(Peças Soltas no Interior da Circunferência)
«Novembro de 1939», por Eveline Sambraz.
«Novembro de 1939»
O Longo Adeus, por Brent Heighton
173- «Novembro de 1939»
Naquela manhã do mês de Novembro de 1939, fria e chuvosa, cerca das oito horas
da manhã, na Plaza Mayor de Badajoz, junto ao local de que habitualmente partia
a camioneta da linha de transportes “La Estelleza“, dois vultos
aguardavam abrigados debaixo dum grande guarda-chuva. Eram um casal. Homem e
mulher. Estavam bem agasalhados e parecia que se preparavam para fazer uma
longa viagem pois tinham com eles duas grandes malas que rebentavam pelas
costuras, atadas por baraços que reforçavam a segurança dos fechos. Eram
Guadalupe Potra e Santiago Grazina.
Santiago era um refugiado da Guerra Civil Espanhola que tinha sido, em 1938,
recolhido e protegido pela família de Guadalupe quando passara a salto a
fronteira entre os dois países. Durante o último ano vivera escondido no Monte
do Meio, ali nas proximidades das Hortinhas, participando nos trabalhos do
campo e enamorando-se de Guadalupe. Esta, que correspondia a esse amor, quando
Santiago manifestou vontade de regressar a Espanha, falou com os irmãos, e
disse-lhes que o acompanharia, de nada valendo as advertências destes em
relação à situação que se vivia no país vizinho e dos perigos que isso
implicava. A guerra tinha terminado apenas há uns meses e a perseguição aos
partidários da segunda republica espanhola, que acabava de ser deposta,
continuava a fazer-se com muita ferocidade. Os ajustes de contas eram diários,
as prisões estavam cheias e todos os dias havia notícias de execuções por
fuzilamento. Todos estes argumentos não conseguiram demover Guadalupe de
acompanhar Santiago.
Em face da obstinação de Guadalupe, não restou aos irmãos outra alternativa que
não fosse utilizar, eles próprios, toda a sua experiência naquelas andanças e
pôr em movimento a estrutura em que tinham participado nos últimos anos,
salvando algumas dezenas de vidas de fugitivos do fascismo, assim como todos os
conhecimentos que uma vida inteira de contrabandistas lhes tinha proporcionado.
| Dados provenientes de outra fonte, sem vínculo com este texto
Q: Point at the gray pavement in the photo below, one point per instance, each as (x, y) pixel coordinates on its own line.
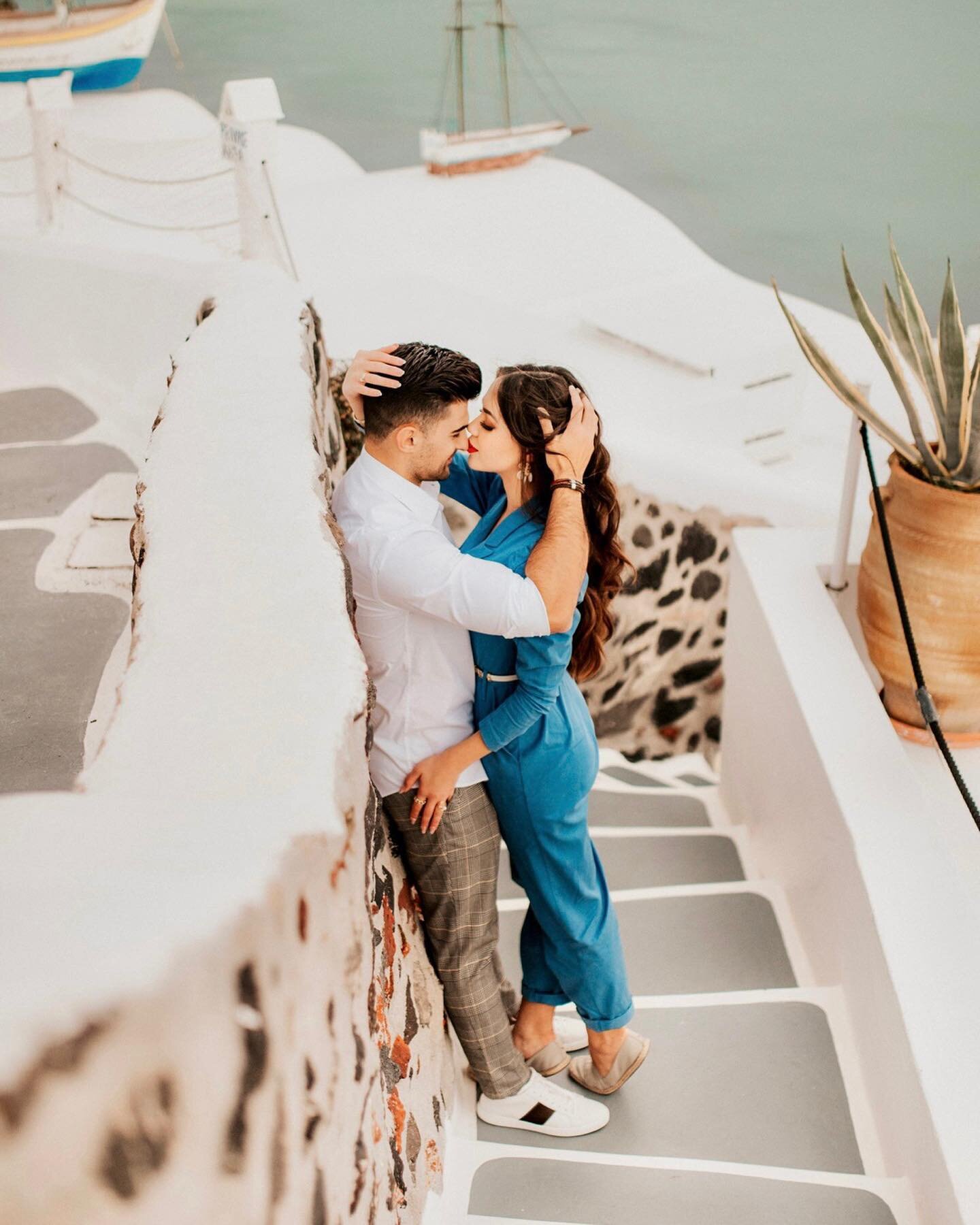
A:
(53, 644)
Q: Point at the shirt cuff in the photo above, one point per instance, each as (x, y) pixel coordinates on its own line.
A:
(531, 619)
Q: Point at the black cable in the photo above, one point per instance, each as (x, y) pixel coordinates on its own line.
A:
(921, 693)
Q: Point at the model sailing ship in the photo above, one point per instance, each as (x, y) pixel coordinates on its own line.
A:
(490, 148)
(102, 44)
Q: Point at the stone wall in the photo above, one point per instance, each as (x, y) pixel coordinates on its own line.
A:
(661, 690)
(218, 1004)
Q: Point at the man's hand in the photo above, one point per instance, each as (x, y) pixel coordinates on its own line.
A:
(435, 778)
(571, 447)
(370, 370)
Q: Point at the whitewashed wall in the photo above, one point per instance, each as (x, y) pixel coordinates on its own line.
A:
(216, 1000)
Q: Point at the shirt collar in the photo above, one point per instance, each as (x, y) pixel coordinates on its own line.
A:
(421, 500)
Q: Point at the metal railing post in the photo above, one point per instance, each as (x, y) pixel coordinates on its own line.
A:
(837, 580)
(49, 99)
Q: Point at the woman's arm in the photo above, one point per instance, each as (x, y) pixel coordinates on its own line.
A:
(540, 666)
(477, 490)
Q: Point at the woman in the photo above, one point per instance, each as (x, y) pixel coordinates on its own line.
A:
(534, 732)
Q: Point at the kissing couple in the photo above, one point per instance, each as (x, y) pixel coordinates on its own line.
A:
(479, 729)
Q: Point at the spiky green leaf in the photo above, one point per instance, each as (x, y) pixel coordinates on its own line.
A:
(843, 389)
(926, 365)
(883, 349)
(955, 372)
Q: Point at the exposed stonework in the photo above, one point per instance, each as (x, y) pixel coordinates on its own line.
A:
(293, 1066)
(661, 690)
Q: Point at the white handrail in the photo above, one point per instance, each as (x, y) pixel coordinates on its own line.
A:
(837, 581)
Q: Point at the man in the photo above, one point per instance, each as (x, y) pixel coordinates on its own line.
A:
(416, 600)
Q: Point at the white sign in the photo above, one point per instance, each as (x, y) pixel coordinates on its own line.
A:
(234, 142)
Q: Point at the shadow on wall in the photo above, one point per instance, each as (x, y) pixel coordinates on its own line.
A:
(659, 692)
(293, 1064)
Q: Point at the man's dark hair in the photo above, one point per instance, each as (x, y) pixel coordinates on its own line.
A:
(431, 380)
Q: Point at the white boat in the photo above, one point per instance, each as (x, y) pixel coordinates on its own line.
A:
(490, 148)
(205, 1016)
(103, 44)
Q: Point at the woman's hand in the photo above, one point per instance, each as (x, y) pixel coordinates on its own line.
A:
(370, 370)
(435, 778)
(571, 448)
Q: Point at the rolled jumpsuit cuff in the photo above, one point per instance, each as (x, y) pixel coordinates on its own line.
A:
(548, 998)
(608, 1023)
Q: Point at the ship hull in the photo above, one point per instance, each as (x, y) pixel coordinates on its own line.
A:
(493, 150)
(102, 52)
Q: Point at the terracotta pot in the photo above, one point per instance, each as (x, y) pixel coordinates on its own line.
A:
(936, 540)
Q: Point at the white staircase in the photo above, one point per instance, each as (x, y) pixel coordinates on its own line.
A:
(750, 1109)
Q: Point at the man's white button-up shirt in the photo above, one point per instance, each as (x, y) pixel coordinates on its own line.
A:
(416, 600)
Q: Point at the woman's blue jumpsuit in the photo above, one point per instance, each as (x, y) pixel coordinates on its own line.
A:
(543, 762)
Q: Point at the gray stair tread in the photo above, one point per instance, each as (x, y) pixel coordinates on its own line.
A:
(675, 946)
(42, 414)
(646, 808)
(528, 1188)
(696, 781)
(635, 863)
(635, 777)
(753, 1083)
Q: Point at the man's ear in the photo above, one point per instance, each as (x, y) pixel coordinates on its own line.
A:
(407, 438)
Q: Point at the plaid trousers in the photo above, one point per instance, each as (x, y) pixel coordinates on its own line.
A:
(456, 874)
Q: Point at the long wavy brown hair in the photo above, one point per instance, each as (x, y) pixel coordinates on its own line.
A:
(522, 393)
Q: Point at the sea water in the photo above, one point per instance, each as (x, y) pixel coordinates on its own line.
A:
(771, 131)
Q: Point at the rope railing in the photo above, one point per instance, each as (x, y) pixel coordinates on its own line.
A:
(130, 178)
(130, 220)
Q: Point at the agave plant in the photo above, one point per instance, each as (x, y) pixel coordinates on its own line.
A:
(945, 375)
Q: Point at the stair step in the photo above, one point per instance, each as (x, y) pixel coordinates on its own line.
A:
(634, 777)
(591, 1194)
(687, 943)
(651, 808)
(753, 1083)
(42, 414)
(634, 863)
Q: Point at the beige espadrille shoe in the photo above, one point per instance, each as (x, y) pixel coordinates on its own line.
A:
(632, 1053)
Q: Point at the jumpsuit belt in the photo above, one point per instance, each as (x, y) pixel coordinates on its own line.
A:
(490, 676)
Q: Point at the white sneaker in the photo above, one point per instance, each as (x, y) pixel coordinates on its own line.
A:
(570, 1032)
(545, 1108)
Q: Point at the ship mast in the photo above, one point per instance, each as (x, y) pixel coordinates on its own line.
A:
(459, 30)
(505, 86)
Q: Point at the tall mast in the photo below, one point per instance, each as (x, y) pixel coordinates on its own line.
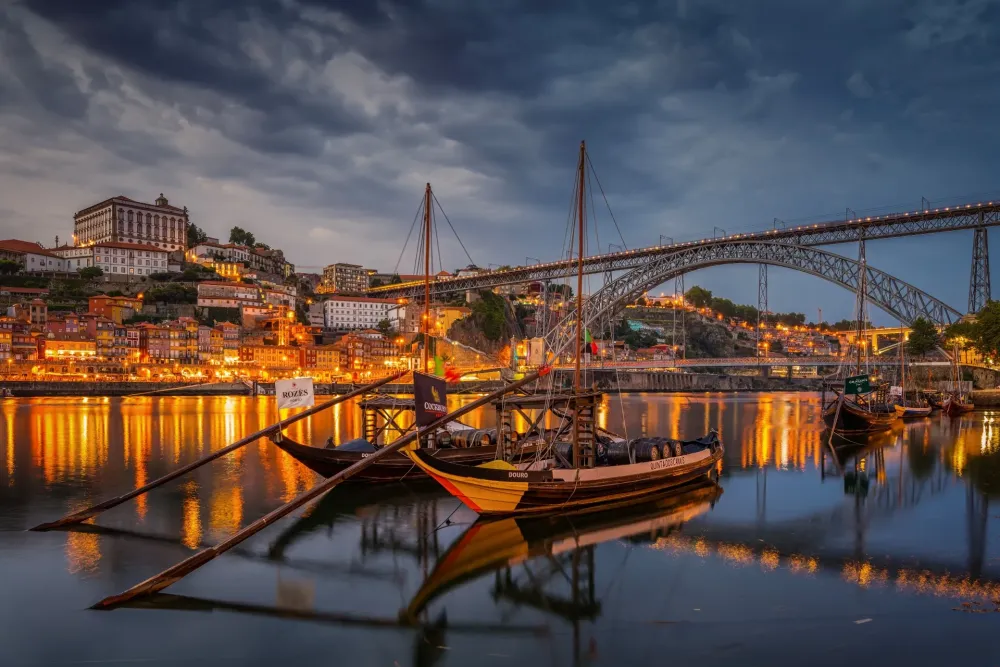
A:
(579, 268)
(862, 295)
(577, 384)
(427, 275)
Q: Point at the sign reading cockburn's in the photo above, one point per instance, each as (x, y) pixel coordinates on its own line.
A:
(294, 393)
(429, 398)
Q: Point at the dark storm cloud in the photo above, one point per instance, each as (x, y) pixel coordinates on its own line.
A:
(698, 113)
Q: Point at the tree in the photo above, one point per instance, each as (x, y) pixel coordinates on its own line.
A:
(987, 329)
(196, 235)
(923, 337)
(699, 297)
(240, 236)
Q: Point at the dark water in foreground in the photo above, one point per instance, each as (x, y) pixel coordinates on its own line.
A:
(791, 564)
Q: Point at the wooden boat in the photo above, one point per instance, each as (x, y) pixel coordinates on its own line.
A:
(916, 411)
(956, 405)
(499, 488)
(855, 419)
(491, 544)
(392, 467)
Aliás, todos sabiam que esse era o destino de Guadalupe. Quando verificaram que
ela correspondia aos sentimentos de Santiago, expressos todos os dias, duma
forma bem clara, e quando ela se mudou para o quarto dele, dizendo que tinha
encontrado o seu homem, ficou entendido por todos, que aqueles dois estavam
para sempre ligados. O fado de um, seria o fado do outro.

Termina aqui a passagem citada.